А в июле к нам приехали американцы, чтобы выступить с концертом на сцене у леса. Сцену построили несколько лет назад – гордый козырёк крыши, дощатый красный пол, ряды лавок для зрителей. Здесь планировалось устраивать поселковые праздники, но ни разу не попробовали. Все поздравления звучали со ступеней поссовета, там же пели, проводили викторины, а сцена пустовала и даже начала стареть. Когда кто-то сказал, что в воскресенье вечером на сцене будет концерт американцев, мы, конечно, всю неделю ждали, а воскресным вечером побежали, расселись, над головой комары.

Американцев мы много видели в сериале «Санта-Барбара» и очень ими интересовались. В том году в «Санта-Барбаре» погибла монахиня Мэри, которую любил Мейсон Кэпвелл, и погибла глупо, бессмысленно. Они с Мейсоном поднялись на крышу семейного отеля Кэпвеллов и ругались там. На крыше светились огромные буквы, образующие со всеми причудами правил чтения (C, A, W) фамилию Кэпвелл, ветер крепчал, начинался ураган. Первая буква С раскачивалась от ветра всю серию и в конце упала – на Мэри. Мейсон был безутешен, продюсеры Бриджет Жопсон, Жером Жопсон. Мы с бабушкой выключили телевизор и сели смотреть в окно: как жалко Мэри, и что же они так плохо крепят эти свои буквы.
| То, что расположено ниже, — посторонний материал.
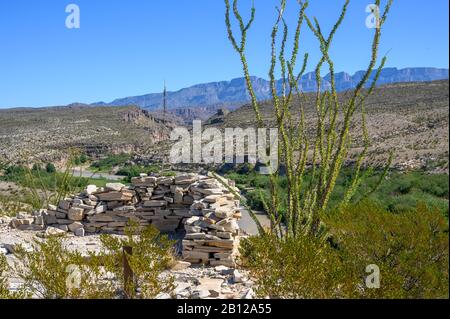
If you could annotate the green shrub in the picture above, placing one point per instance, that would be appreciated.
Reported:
(151, 255)
(110, 161)
(50, 168)
(5, 293)
(410, 249)
(51, 271)
(294, 268)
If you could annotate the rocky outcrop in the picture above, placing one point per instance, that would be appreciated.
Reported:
(198, 205)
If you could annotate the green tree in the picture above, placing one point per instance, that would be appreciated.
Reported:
(328, 148)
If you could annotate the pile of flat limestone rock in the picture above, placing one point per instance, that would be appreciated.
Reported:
(201, 205)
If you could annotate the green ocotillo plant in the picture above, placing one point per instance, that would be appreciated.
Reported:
(328, 148)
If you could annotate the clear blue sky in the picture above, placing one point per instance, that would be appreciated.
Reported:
(126, 48)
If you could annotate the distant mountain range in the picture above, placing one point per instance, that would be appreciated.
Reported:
(233, 93)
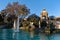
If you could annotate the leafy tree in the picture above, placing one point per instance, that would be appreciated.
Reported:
(34, 18)
(51, 17)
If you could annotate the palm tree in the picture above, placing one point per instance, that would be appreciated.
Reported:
(18, 10)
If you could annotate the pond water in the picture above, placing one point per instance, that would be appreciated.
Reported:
(9, 34)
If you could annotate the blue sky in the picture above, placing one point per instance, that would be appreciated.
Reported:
(36, 6)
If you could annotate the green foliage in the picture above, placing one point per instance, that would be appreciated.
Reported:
(34, 18)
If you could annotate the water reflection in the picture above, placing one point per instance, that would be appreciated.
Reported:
(8, 34)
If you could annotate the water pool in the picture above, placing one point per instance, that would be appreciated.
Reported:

И теперь, казалось нам, приедут американцы, как-то связанные с Санта-Барбарой: полицейский Круз Кастильо в узких джинсах и в расстёгнутой на груди рубашке, начало волос; дочка миллионера Келли в плечистом пиджаке; Иден, которая носит волосы как бы на одну сторону и, если идёт подумать на свежем воздухе, берёт под мышку маленькую бессмысленную сумочку, Тамара всегда смеялась над ней: сама она не женщина, а вол, ходит только с хозяйственной сумкой в магазин. А ещё летняя бывшая жена Августа Локридж, собачий Лайонел, намекающая на Белоруссию вдова Минкс. Таких людей, встреть мы их в гастрономе, мы безошибочно распознали бы. А приехали другие и почему-то на старой «Ниве» – мы удивились и даже разочаровались.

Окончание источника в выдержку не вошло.